The writing, however, wasn’t terrible. And I guess you could call this a different perspective on the Revolutionary War. You could also call it a book showing how the war impacted ordinary peoples lives. But, that was not my thinking as I read this.

This book had violence, gore, and some other stuff. It’s best for ages 12+.

The Golden Day by Ursula Dubosarsky

This book was beautiful, eloquent, and wonderful with an open ending that made me think and consider what might have happened. This book’s writing is beautiful and I was hooked by the first sentence. It left me wondering. I got this book at the library today and it’s already finished, 4 hours later. This book was shot (140 pages), but did not feel brief. It was not lacking in parts.

This book is about a class of 11 girls in Sydney, Australia in the year 1968. In the book they have a teacher who’s different from the old, stuffy teacher’s at the fancy school they go to. Their teacher takes them on trips to a close by park where they write poetry or learn from the man that works there, Morgan. They all think their teacher, Miss Renshaw loves him. One day, Morgan and Miss Renshaw take the 11 girls to a cave where Aboriginals supposedly painted on the cave walls. Miss Renshaw, like all the other times they go to the park to see Morgan, tells them not to tell anyone. They girls don’t like it in the cave, so they while Morgan and Miss Renshaw are still in there. They wait on the beach, but they don’t come out. They wait for a while before searching in the park and heading back to school.

The teacher’s find out that Miss Renshaw is missing, but the girls don’t tell the specifics, since they promised not to. They are wracked with guilt and don’t know what to do. Then One person tells. This story deals with guilt, with secrets. With what something like this does to a class of 11 girls around 10 years old. With what happens after.

I honestly really liked this book. I thought it was beautiful. This book is recommended for ages 12+, and I think it’d be good for ages 11-14. It was a very good book though.

Milkweed by Jerry Spinelli

If you read what I said about the ‘Fault in Our Stars’, you would know I dislike sad books. And this was indeed a sad book. But, what can you expect from a book about World War II in Warsaw. This book is sad, and you shouldn’t get attached to any character’s.

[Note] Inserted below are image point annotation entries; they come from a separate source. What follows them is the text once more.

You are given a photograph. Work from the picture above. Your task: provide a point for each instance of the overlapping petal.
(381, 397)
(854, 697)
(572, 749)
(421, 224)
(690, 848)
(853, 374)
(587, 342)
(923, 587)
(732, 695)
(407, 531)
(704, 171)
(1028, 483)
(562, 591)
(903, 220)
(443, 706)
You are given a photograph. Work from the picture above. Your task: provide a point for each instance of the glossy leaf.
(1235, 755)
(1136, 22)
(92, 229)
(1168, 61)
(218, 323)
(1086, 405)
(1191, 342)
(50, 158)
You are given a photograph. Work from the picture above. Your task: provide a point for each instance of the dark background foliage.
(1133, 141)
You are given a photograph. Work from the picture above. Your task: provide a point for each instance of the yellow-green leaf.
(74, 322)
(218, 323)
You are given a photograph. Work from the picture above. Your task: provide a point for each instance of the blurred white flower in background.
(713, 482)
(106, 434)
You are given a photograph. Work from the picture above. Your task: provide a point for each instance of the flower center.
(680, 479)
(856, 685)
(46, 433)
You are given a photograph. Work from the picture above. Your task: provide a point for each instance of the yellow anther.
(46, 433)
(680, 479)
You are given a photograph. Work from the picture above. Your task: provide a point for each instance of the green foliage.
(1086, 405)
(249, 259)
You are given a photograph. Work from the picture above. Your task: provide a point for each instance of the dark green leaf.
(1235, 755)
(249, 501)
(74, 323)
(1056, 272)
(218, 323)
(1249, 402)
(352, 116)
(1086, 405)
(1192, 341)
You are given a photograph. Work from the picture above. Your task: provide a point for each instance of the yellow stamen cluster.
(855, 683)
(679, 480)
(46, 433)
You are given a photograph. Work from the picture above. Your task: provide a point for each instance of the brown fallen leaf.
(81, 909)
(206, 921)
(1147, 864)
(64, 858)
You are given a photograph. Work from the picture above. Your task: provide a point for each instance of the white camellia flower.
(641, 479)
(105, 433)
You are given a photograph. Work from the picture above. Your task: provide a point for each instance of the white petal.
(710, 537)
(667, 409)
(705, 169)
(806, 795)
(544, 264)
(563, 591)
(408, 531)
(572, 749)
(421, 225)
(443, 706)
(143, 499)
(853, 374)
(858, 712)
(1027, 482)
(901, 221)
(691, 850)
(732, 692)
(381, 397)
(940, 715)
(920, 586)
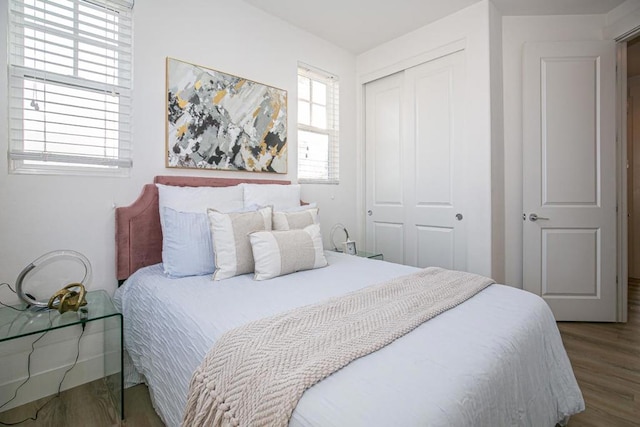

This book takes place from a boy who is a thief in Warsaw at the beginning of WWII. He knows nothing of his past, no name, no age, no memory of his family. He meets Uri, a boy who takes him in and keeps him alive. Uri gives the main character the name Misha, and also makes up a back story for Misha to hold on to. They navigate the streets, stealing food for themselves and others. Then, more of the war reaches them and Misha gets caught up in it.

This book is about something that happened that was terrible. So, the writing has words and thoughts about Jewish people and Gypsies that is offensive. There is slander, swears, and other time period related stuff. I would say 14+.